The torment was partially self-inflicted, as we had turned down a paid shuttle service between control points. Given we’d be travelling most of the day in the minibus, we had wanted to get some exercise in. And of course, we are tight-fisted Scots.

Eventually we emerged into Uzbekistan, where Siyovush, no doubt gleefully, handed us over to Ganisher. I’d have loved to have earwigged on that particular conversation. As it turned out, Ganisher was well equipped to handle this bunch of troublesome tourists, having at one time worked as a butler in a seven star hotel in Dubai. So it was unsurprising he radiated calm composure from the off.

Up first in the Uzbek capital of Tashkent was an itinerary item of serious excitement – one and half days of free time. Nearly 36 hours sans socialising if we needed it.
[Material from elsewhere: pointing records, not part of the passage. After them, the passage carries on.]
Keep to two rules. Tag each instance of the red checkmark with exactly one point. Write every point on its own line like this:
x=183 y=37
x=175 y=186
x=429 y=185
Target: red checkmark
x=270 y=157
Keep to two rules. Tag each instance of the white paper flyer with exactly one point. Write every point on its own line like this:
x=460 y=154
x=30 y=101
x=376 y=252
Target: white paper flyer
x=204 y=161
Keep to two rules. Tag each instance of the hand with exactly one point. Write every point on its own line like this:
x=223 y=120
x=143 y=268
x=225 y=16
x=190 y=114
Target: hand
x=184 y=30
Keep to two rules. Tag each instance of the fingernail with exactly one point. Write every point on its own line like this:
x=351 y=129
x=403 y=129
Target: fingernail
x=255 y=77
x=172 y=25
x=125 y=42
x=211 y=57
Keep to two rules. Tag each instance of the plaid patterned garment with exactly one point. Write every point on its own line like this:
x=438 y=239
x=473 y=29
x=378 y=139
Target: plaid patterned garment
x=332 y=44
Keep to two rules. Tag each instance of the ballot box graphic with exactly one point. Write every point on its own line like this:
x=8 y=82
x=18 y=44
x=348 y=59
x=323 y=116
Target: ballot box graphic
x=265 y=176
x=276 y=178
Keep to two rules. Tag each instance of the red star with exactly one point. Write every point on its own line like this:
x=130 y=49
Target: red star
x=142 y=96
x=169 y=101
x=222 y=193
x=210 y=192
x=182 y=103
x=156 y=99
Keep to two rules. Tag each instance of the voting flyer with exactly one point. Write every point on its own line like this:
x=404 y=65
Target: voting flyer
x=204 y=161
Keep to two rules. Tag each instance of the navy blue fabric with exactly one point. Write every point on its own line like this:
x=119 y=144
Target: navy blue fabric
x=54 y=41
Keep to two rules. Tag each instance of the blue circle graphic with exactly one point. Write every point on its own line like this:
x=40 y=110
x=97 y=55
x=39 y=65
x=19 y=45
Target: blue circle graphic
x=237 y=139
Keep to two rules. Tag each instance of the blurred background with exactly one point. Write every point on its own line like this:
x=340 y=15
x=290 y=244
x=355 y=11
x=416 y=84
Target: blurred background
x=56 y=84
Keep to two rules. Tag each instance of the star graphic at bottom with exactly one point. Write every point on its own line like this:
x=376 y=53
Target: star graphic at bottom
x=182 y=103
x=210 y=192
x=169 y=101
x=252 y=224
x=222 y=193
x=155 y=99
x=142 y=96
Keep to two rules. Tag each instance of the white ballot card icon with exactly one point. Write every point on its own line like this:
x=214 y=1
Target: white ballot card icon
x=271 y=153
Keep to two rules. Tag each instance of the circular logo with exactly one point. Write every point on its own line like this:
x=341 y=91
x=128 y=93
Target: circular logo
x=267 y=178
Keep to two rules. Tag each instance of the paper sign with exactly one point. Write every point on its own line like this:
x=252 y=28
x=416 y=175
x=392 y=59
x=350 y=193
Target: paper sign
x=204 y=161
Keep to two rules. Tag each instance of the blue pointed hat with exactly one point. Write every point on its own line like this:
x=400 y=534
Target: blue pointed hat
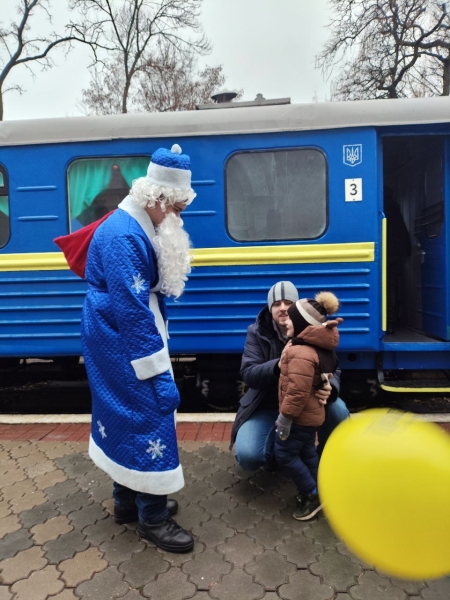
x=170 y=169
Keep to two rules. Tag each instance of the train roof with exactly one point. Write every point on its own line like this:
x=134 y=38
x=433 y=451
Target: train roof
x=228 y=121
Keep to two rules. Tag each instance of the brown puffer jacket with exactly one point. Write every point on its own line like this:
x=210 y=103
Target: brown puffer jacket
x=300 y=376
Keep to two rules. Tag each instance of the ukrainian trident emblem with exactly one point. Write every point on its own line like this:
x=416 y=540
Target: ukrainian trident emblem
x=352 y=154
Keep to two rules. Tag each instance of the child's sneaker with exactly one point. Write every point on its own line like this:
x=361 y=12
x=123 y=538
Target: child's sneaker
x=308 y=505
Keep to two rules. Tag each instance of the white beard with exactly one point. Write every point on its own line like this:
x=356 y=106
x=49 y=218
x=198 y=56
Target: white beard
x=172 y=244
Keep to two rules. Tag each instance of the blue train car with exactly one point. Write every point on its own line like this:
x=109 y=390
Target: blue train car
x=284 y=192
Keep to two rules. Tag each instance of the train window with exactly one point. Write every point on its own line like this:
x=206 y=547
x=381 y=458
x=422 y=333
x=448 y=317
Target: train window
x=433 y=209
x=97 y=185
x=276 y=195
x=4 y=208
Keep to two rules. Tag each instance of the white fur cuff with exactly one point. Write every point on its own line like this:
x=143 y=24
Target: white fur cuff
x=150 y=482
x=155 y=364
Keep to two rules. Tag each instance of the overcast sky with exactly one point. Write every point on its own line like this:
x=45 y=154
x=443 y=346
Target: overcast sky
x=265 y=46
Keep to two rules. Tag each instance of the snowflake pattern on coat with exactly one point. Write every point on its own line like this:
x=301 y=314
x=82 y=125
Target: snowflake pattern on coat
x=139 y=283
x=156 y=448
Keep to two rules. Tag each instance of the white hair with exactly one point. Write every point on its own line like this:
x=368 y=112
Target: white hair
x=147 y=194
x=172 y=244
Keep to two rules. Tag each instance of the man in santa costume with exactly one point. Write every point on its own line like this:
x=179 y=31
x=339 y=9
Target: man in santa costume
x=136 y=257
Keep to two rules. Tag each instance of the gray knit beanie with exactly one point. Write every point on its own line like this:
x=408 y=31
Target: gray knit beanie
x=282 y=290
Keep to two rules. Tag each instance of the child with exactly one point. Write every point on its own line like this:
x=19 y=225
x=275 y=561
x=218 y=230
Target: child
x=305 y=364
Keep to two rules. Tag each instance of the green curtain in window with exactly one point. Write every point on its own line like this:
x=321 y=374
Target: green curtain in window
x=4 y=205
x=88 y=177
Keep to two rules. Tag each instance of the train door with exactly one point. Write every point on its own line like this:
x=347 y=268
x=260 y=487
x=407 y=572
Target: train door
x=414 y=205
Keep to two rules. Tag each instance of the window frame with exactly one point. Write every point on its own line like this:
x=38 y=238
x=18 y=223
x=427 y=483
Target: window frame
x=273 y=150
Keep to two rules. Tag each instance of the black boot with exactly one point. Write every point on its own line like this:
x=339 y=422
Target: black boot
x=129 y=514
x=167 y=535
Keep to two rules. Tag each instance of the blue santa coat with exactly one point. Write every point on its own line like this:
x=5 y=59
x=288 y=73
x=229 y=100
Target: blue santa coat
x=124 y=339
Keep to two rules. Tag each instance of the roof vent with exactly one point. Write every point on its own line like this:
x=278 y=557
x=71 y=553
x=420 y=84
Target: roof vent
x=223 y=96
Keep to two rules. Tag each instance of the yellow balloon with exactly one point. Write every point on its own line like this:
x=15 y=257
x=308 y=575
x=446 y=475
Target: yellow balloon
x=384 y=479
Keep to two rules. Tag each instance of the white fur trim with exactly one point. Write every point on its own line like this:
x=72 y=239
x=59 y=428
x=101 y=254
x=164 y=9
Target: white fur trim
x=308 y=318
x=155 y=364
x=178 y=179
x=149 y=482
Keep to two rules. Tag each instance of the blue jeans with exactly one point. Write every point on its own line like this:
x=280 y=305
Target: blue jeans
x=297 y=457
x=151 y=508
x=255 y=438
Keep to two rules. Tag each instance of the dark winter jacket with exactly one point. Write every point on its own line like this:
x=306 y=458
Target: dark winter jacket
x=259 y=370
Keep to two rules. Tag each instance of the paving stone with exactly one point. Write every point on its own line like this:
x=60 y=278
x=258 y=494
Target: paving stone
x=304 y=586
x=122 y=547
x=28 y=501
x=372 y=586
x=343 y=549
x=39 y=585
x=40 y=468
x=51 y=478
x=213 y=532
x=4 y=509
x=270 y=570
x=88 y=515
x=240 y=550
x=244 y=492
x=241 y=518
x=82 y=566
x=196 y=491
x=15 y=542
x=437 y=590
x=322 y=533
x=101 y=492
x=336 y=570
x=269 y=533
x=172 y=585
x=103 y=586
x=202 y=469
x=300 y=551
x=237 y=585
x=9 y=524
x=16 y=490
x=38 y=514
x=61 y=490
x=224 y=461
x=144 y=567
x=13 y=476
x=21 y=565
x=267 y=481
x=268 y=505
x=206 y=569
x=176 y=560
x=73 y=464
x=51 y=529
x=102 y=531
x=4 y=593
x=32 y=459
x=65 y=547
x=218 y=504
x=64 y=595
x=222 y=480
x=57 y=449
x=192 y=516
x=410 y=587
x=73 y=502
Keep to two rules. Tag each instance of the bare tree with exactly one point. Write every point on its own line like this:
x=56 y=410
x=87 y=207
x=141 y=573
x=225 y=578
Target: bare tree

And this pair of introverts certainly did.

Unfortunately, Ricki was suffering from the same gastric issues that were troubling several members of the tour and his free time was spent resting and recovering.

After trying to navigate several Uzbek pharmacies on Ricki’s behalf with various levels of success (well, at least I understood “nyet”), I headed off on a self-guided solo tour of Tashkent. 

Hazrati Imam complex – the oldest Quran in the world is kept in the library here

As with the other central Asian capitals, it’s an interesting blend of Islamic, Soviet and modern architecture, but I’d say it feels the most westernised, with plenty of English speaking cafes and restaurants.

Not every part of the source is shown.